Le reportage donne ainsi une parole large et élégante à Stryda, Reuben Addis, Fatman, Idren Natural, Mickey Dread ou les jeunes fils de Shaka et Ariwa, tout en proposant des images (très lourdes) de sessions d’Aba Shanti, Jah Life, King Shiloh, Mighty Tabbot, King Earthquake, Jah Trinity ou Iration Steppas. Le tout joliment mis en boîte –un bel artwork- ça aide.

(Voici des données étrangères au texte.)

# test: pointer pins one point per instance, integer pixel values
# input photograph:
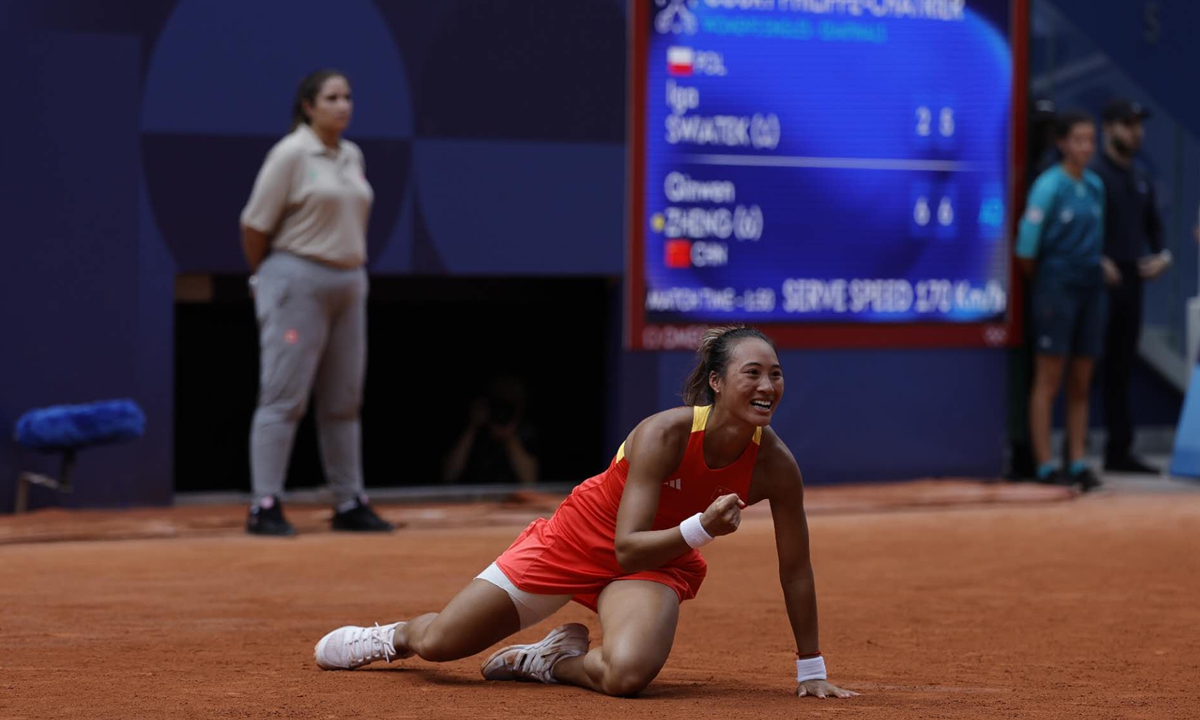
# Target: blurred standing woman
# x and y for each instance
(304, 235)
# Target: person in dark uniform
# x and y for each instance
(1133, 253)
(1042, 154)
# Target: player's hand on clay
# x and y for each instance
(723, 516)
(822, 689)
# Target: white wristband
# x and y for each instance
(694, 533)
(810, 669)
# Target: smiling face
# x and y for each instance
(753, 382)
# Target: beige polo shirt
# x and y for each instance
(312, 201)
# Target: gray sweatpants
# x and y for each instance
(313, 337)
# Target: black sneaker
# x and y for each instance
(269, 520)
(1129, 465)
(1054, 478)
(361, 519)
(1086, 480)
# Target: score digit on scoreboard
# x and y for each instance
(821, 168)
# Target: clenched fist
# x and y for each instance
(723, 516)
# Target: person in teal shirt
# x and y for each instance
(1061, 247)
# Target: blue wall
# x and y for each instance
(495, 139)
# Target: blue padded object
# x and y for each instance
(61, 427)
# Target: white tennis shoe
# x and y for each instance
(351, 647)
(537, 661)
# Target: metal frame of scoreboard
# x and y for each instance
(641, 335)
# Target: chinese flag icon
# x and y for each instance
(678, 253)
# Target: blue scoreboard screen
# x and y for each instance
(821, 165)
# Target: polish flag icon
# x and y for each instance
(681, 60)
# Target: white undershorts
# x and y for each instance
(532, 609)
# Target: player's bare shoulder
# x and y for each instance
(775, 471)
(663, 435)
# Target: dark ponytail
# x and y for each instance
(307, 91)
(713, 355)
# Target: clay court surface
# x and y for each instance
(936, 600)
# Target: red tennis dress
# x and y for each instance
(574, 552)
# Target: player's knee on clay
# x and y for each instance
(628, 673)
(435, 646)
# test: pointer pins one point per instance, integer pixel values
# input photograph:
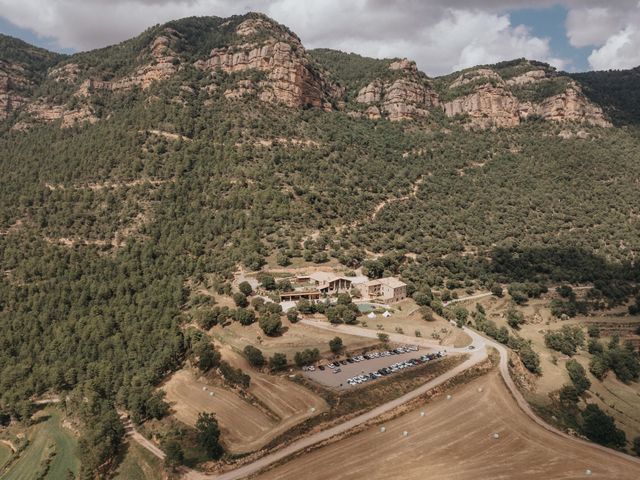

Les témoignages d’acteurs sont porfois poignants d’émotion (Fatman qui raconte ses cuts fraîchements sortis des studios JA), de sincérité et de vécu (Natural qui explique ses sessions de Jungleman, Levi Roots ou Ras Muffet l’importance du préampli…). Un résumé bien gaûlé de sensations physiques liées à la basse et aux contre-temps entendus lors d’une danse, en sound-system. Une histoire de vibrations.

 
Mention spéciale enfin pour les images d’archives des sound des années 1980, de bons petits bonus (l’anecdote de danse du meeting Tubbys, Shiloh et Aba !) et petit point d’interrogation : pourquoi pas d’images, d’interviews, de commentaires sur l’icône de cette entière scène, Jah Shaka, dont mentions ne viennent que par bribes. Une question en suspend (même si on se doute du pourquoi…), qui ne retire rien à la force de ce Musically Mad, qui conclu avec tact sur la scène internationale, en croissant développement. Un doc qui devrait renforcer encore plus une scène française (Cultural Warriors, Blackboard Jungle, Tomaski, Munky Lee, OBF, Coptic Sound, Jah Militant, Dub Machinist, Web-Cam Hi-Fi, Weeding Dub…) ayant accumulée histoire et musique, et souvent soucieuse, c’est primordial, de la culture qui la relie à cette histoire. Un documentaire à acheter, comme un bon disque.

Gros plan de Lucas Blaya aka Lux pour 90bpm

DVD Musically Mad

Prix: 20 euros
Accompagné d’un livret 16 pages brillant couleurs, écrits de David Katz.